My Fav Five Bleachers Songs
Bleachers' music is a combination of ‘80s synth and ‘90s punk rock with modern indie influence loved by dads and daughters alike.
Here are my five favorite songs by the diverse band:
In 2014, this song was released on their debut album “Strange Desire.” However, it recently gained recognition for appearing on the soundtrack of the hit series “The Summer I Turned Pretty.”
Making references to the origins of rock ‘n’ roll is something that Bleachers does flawlessly. This song does not disappoint, alluding to Queen’s 1974 hit “Killer Queen” early on.
The drums control this song, creating a rollercoaster-feel. I am obsessed with the slow build leading up to the first drum-roll break, which catapults listeners into the chorus. From there, it’s a freefall of urgency driving the song.
The fast-paced tempo embodies the excitement of being young and in love, constantly chasing new experiences.
“Rollercoaster” was the soundtrack to my summer.
This song is the eighth track on Bleachers’ most recent album “Take the Sadness Out of Saturday Night,” which was released last year.
Keeping it old school, Bleachers throws it back to 1965 in this song, referencing John Coltrane’s “A Love Supreme” album. When I first heard the lyric, “always holding your love supreme,” I knew “45” would become one of my favorite songs.
“45” is the perfect (or worst) song for people going through a breakup. It meticulously explains the confusion that follows a relationship ending.
The lyrics are sung in whimpers and cries, quiet and loud. Even though the subject matter is sad, the music backing the lyrics hints at a hopeful future, keeping an upbeat tempo.
“Now you’re just a stranger that I know best” is a lyric that demands to be heard.

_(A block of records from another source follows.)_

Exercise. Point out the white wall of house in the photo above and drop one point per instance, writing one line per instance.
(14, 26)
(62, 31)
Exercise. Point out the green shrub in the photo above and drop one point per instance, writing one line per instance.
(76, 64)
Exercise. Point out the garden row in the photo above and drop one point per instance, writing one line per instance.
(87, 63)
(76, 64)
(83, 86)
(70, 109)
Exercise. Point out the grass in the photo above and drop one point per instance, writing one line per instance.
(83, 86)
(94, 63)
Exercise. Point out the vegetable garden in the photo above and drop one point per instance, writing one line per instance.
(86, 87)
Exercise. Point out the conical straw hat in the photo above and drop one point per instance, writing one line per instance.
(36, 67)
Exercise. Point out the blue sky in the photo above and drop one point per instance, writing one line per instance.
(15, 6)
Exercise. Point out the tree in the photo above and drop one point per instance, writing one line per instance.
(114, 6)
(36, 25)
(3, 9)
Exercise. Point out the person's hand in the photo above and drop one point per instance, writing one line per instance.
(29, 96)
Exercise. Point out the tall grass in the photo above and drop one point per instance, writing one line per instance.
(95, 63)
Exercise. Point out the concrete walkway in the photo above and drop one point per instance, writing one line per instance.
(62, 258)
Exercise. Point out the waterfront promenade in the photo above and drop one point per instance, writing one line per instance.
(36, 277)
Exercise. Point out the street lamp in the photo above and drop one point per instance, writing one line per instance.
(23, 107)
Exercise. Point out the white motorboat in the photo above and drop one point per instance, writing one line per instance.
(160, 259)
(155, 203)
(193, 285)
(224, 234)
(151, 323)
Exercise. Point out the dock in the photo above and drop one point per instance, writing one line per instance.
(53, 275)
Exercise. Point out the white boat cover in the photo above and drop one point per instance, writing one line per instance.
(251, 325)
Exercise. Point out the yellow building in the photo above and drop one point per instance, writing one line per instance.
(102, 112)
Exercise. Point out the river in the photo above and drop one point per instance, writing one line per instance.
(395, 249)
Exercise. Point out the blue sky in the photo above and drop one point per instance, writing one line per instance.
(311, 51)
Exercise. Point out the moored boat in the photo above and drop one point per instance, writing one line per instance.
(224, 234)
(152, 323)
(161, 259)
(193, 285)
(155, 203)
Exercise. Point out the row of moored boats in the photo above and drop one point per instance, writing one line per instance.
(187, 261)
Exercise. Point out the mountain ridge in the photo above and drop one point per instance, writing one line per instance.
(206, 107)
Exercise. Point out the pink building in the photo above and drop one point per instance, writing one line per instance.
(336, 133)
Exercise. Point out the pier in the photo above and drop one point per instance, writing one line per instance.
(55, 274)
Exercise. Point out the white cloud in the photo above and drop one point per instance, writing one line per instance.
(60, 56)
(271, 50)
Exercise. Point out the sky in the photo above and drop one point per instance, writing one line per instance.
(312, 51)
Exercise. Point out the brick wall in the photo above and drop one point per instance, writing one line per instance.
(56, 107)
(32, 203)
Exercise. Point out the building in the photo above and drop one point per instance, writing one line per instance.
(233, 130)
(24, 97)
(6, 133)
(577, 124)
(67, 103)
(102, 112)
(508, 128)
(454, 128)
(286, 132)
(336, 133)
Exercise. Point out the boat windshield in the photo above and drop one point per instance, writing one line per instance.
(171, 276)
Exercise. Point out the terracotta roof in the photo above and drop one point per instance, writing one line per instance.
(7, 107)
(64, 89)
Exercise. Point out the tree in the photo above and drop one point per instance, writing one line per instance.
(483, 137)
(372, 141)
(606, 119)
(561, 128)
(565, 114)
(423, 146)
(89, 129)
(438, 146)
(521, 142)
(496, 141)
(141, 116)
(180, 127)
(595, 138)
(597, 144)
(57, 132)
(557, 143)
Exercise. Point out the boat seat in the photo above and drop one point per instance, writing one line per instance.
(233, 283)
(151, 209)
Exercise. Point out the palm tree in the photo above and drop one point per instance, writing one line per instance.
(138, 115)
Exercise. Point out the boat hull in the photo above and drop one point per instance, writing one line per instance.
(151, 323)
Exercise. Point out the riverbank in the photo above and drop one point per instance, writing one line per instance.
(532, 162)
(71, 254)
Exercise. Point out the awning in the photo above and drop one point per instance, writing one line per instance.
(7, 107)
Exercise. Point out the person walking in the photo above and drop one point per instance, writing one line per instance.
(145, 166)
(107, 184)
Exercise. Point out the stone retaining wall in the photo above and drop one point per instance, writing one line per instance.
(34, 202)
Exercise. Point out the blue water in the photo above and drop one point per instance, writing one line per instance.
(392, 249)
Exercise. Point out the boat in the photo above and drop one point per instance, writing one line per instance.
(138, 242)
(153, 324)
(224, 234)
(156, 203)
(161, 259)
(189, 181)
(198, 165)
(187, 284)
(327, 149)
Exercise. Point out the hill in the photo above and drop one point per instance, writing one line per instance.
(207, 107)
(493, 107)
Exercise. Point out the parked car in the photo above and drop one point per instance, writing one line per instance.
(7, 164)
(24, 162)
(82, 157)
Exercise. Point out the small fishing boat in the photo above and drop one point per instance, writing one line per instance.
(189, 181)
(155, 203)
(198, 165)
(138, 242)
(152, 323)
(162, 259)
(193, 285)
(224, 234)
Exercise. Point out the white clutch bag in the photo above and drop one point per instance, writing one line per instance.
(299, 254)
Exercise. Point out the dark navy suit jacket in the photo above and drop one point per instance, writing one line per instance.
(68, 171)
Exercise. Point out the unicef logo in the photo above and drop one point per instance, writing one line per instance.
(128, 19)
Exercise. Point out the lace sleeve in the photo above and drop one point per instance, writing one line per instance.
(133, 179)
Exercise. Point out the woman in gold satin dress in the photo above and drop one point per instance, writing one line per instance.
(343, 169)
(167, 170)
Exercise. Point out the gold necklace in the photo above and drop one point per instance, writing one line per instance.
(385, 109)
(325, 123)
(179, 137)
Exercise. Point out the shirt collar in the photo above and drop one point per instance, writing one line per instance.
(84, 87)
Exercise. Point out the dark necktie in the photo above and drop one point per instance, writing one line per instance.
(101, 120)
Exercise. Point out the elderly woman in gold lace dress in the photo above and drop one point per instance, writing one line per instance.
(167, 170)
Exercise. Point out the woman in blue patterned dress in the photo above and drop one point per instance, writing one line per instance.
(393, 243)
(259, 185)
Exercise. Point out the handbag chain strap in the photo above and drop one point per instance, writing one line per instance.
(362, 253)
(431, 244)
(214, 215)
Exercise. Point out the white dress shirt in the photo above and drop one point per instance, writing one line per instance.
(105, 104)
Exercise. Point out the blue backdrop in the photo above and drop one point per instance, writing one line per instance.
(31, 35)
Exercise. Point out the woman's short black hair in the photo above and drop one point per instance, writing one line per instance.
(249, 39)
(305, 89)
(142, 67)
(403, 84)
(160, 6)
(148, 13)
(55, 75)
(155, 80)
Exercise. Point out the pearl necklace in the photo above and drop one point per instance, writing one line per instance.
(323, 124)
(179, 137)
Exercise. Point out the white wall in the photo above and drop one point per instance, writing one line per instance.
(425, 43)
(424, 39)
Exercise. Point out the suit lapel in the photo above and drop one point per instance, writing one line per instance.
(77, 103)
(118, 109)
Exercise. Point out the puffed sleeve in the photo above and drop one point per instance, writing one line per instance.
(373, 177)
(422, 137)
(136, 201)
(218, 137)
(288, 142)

I have to listen to this with the sunroof down in my car — no exceptions.
“Don’t Go Dark”
In 2021, “Don’t Go Dark” was released as the seventh track on “Take the Sadness Out of Saturday Night.”
Staying in the oldies theme, this song opens up with a little drum pattern that is very reminiscent of “We Got the Beat'' by The Go-Go’s. However, that is where the similarities stop between these two songs.
“Don’t Go Dark” is an anthem for the annoyed.
The lyrics appear to be directed at one particular person, but, in reality, the lyrics are screaming at addiction as a whole.
Ironically, “Don’t Go Dark” is a bit of a dark song, but similar to the rest of the album, it maintains a hopeful groove.
This song balances a fine line between anger and inspiration, the ultimate feelings for fueling teenage angst.
“Secret Life” (feat. Lana Del Ray)
This song also appears on “Take the Sadness Out of Saturday Night” as the fifth track.
The pace is extremely slowed down compared to the rest of the album, and it creates a serene listening experience.
“Secret Life” breaks down the desire to hide away, particularly with a love interest.
This song is a sweet serenade, expressing the urge to escape reality and fall in love without outside judgment contaminating the relationship. While this song is coming from a celebrity perspective, I feel like anyone can resonate with this feeling.
It is the kind of song that couples want to slow dance to, and lonely folks want to fall into a dream listening to.
“Chinatown” (feat. Bruce Springsteen)
This song is the second track on “Take the Sadness Out of Saturday Night.”
“Chinatown” is the musical equivalent of a coming-of-age film.
Its dream-like beat builds throughout the song, backing Bruce Springsteen’s raspy voice.
To me, this song is about shedding the past. Repeating “I wanna find tomorrow,” the song ends with a swell of emotions, but most of all, hope.
While I like the first two Bleachers albums, “Take the Sadness Out of Saturday Night” is special to me because it contains both everything I love about music and everything my dad loves about music.